C’était le 15 janvier 1871, il y a 150 ans. L’un de mes aïeux, Sylvain Trouillard, s’était engagé dans le corps des Volontaires de l’Ouest (V.O.) et, au sein de l’armée de la Loire, sous les ordres du général Jaurès, il combattait alors avec rage l’ennemi prussien. Des batailles avaient été perdues, celle du Mans venait d’être une défaite, laissant aux hommes un goût amer. Mais les soldats, et notamment les V.O., dont beaucoup d’anciens zouaves pontificaux, continuaient à défendre bec et ongles leur patrie.
- Bataille d’Auvours par Lionel Royer, peintre et V.O. (1874 - musées du Mans)
- Les V.O. sont à droite, uniforme gris-bleu copié sur celui des zouaves pontificaux
En ce dimanche 15 janvier, dans le grand froid et la neige, avec pour seul accompagnement le grondement des canons et les tirs de fusils, le 3e bataillon des V.O. s’éloignait de Sillé-le Guillaume et, prenant au Sud-Est la direction de Conlie, bifurquait vers le village de Crissé. C’est là que Sylvain Trouillard faillit se faire tuer par un prussien, comme il le raconte dans ses mémoires :
« Une furieuse mêlée à la bayonnette s’engage. Les Prussiens fuient ; nous les poursuivons avec vigueur. Un éclat d’obus enlève mon sac, une partie de mon manteau et de ma petite veste et me jette à terre. Je me relève. Je n’étais pas blessé ; je continue le feu. Soudain, une haie se présente ; trois ou quatre prussiens sont derrière ; mais des zouaves s’élancent dans toutes les directions. Pour ne pas être en retard, je saute avec un bond prodigieux, et roule au milieu des ennemis, mon fusil sous moi, et la tête dans la neige. Je me dégage, et vois une bayonnette m’arriver sur la poitrine. Je la saisis et la détourne. Cependant j’allais succomber quand j’entends un coup de feu retentir à mon oreille, et un prussien tomber. Un zouave bondit et enfonce sa bayonnette dans la poitrine de celui que je tenais en respect et qui m’empêchait de me relever. Débarrassé, je me mets à genoux et tue un soldat qui s’enfuyait. Mais, mon cœur battait violemment : j’avais vu la mort de trop près pour ne pas être vivement impressionné. Le zouave qui me sauva la vie n’avait pas dix-huit ans. Il se nomme Roger Bleynie et habite Bordeaux. »

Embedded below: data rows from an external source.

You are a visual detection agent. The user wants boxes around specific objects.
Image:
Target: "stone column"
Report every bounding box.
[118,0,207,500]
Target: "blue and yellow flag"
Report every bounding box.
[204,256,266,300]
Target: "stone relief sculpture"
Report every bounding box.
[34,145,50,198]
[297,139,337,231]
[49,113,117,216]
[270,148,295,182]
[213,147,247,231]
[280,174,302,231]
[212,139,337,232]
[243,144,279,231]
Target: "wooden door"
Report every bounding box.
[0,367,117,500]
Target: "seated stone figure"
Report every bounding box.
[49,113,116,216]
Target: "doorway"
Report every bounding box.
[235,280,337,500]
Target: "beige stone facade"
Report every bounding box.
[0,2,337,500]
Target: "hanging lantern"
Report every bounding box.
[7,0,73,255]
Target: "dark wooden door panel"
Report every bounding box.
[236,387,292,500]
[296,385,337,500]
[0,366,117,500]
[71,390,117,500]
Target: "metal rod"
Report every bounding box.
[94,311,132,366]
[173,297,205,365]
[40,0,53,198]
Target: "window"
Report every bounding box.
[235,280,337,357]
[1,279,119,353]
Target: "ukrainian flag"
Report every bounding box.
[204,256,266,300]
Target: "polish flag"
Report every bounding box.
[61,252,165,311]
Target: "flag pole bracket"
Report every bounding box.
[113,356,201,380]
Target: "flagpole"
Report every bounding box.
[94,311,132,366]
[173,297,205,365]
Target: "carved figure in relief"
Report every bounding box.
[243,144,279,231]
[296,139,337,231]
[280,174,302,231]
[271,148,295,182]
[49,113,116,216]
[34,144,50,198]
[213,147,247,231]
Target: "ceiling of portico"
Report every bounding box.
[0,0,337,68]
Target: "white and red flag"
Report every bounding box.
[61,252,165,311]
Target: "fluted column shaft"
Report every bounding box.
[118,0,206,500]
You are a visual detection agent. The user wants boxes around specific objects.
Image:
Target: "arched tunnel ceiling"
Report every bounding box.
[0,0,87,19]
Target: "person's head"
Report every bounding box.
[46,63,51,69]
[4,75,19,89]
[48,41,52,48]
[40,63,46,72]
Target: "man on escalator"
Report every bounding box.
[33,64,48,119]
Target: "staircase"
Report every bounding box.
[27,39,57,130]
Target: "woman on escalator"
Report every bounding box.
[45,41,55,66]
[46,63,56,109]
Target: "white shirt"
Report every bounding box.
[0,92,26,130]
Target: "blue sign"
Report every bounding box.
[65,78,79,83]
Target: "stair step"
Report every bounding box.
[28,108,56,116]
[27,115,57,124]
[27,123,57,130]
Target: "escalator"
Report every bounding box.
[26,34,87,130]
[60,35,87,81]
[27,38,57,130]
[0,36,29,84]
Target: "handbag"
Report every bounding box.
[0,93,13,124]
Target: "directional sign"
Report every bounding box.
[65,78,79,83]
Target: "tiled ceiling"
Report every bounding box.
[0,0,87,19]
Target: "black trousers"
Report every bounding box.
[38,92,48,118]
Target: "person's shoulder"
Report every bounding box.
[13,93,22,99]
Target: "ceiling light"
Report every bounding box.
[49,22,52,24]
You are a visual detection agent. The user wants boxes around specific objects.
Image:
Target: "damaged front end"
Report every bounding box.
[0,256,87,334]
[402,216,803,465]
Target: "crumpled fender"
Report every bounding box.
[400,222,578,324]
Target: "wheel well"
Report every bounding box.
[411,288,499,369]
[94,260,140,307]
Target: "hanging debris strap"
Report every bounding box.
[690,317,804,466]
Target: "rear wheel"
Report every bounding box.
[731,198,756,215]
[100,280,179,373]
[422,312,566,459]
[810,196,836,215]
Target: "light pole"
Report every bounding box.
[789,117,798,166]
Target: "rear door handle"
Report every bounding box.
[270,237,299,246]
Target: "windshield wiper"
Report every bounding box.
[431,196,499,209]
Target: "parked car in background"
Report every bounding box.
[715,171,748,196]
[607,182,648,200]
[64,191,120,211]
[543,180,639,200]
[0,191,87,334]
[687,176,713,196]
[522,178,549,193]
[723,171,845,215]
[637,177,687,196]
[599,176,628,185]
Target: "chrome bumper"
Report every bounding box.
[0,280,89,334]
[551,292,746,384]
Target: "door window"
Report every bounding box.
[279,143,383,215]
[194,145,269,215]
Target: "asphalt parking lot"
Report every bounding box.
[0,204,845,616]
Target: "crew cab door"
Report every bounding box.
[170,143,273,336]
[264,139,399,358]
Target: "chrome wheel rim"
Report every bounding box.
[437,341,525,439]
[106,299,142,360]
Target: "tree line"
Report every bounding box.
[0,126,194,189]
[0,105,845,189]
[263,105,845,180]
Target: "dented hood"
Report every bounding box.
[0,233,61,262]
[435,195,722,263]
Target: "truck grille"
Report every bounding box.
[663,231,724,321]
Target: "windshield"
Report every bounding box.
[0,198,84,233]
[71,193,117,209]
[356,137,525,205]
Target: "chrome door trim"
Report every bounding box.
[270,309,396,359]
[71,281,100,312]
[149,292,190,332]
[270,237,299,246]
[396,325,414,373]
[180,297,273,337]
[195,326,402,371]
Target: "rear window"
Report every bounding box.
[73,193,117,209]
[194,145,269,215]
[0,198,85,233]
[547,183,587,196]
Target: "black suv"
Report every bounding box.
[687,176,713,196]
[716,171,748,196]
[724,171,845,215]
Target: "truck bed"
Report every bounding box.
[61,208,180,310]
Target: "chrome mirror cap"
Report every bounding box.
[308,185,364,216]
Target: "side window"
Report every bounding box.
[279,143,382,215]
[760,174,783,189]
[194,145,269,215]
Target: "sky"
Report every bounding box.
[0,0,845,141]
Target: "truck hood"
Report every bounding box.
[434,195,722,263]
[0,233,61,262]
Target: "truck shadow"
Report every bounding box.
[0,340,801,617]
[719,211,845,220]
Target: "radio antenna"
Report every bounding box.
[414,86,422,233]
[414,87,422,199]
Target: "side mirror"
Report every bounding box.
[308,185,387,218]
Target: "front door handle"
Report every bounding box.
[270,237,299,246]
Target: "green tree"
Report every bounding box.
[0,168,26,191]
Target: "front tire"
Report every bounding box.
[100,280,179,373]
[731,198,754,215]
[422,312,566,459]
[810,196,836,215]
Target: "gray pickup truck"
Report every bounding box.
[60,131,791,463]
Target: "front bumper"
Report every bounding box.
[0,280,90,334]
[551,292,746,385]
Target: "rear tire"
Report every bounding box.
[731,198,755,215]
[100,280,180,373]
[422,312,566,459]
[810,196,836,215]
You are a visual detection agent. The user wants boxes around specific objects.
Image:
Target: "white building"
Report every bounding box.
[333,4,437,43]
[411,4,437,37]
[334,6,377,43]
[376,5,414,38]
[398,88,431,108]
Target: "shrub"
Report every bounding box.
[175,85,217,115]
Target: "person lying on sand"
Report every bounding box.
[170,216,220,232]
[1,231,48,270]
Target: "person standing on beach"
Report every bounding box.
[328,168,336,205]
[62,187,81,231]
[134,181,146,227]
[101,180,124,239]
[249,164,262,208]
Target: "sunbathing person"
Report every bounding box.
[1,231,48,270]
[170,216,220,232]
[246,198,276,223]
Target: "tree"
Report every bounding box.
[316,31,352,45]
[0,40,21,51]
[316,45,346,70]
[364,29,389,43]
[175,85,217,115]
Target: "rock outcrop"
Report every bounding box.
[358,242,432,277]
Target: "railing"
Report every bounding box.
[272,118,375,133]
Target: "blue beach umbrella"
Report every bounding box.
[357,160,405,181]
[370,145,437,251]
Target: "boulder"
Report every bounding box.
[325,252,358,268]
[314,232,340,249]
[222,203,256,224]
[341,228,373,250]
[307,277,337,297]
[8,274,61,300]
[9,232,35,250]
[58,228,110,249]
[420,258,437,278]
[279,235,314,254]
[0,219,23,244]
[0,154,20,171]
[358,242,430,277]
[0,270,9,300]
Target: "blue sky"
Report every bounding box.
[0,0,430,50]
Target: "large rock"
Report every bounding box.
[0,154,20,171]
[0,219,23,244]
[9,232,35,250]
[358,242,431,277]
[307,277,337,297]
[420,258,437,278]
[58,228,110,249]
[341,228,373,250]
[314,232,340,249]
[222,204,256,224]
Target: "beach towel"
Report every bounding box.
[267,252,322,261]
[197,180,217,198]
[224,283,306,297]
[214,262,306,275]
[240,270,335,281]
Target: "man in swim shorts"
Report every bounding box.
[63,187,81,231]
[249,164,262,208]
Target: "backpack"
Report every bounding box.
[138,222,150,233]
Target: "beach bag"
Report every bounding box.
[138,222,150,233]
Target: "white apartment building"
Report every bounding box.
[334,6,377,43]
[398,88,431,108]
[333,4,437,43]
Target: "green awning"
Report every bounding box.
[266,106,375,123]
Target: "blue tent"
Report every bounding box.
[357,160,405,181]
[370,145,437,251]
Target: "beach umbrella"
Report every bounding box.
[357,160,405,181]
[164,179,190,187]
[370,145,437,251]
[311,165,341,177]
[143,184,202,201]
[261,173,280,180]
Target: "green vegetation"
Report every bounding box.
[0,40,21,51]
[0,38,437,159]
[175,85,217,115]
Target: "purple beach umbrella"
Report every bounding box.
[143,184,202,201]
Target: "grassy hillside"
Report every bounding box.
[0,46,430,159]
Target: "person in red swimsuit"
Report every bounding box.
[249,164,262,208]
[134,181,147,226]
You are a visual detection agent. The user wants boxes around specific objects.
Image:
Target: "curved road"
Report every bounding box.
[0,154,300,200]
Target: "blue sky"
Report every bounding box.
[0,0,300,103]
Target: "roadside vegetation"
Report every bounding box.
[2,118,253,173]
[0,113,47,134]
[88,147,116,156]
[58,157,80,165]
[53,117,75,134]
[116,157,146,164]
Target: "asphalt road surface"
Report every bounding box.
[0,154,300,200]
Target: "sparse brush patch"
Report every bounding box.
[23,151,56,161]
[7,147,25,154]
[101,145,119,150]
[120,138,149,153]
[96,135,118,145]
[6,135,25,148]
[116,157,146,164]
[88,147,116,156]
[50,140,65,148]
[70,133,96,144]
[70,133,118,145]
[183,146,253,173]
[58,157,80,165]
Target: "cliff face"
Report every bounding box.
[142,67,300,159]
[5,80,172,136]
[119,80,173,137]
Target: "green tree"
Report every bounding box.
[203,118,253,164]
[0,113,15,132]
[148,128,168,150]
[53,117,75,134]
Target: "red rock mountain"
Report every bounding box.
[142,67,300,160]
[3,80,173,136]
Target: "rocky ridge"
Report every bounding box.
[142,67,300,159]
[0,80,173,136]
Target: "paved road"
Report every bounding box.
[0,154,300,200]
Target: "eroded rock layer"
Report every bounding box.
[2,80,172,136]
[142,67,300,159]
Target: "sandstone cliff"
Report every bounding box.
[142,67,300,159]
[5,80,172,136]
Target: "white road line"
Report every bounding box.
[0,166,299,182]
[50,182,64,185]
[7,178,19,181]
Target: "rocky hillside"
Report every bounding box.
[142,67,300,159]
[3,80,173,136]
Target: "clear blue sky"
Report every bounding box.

- Notes d’un Volontaire de l’Ouest par Sylvain Trouillard, sergent-major (extrait)
collection Colette Boulard
L’histoire ne s’arrêtera donc pas là pour mon aïeul, ce qui lui permit de se marier, d’avoir une descendance et à moi, aujourd’hui, de m’intéresser à Roger Bleynie, qui, cent cinquante ans plus tard, peut ainsi enfin être remercié pour sa bravoure !
Sylvain Trouillard, qui fut zouave pontifical, décrit Roger Bleynie comme étant un zouave, c’est-à-dire en fait à ce moment là un Volontaire de l’Ouest.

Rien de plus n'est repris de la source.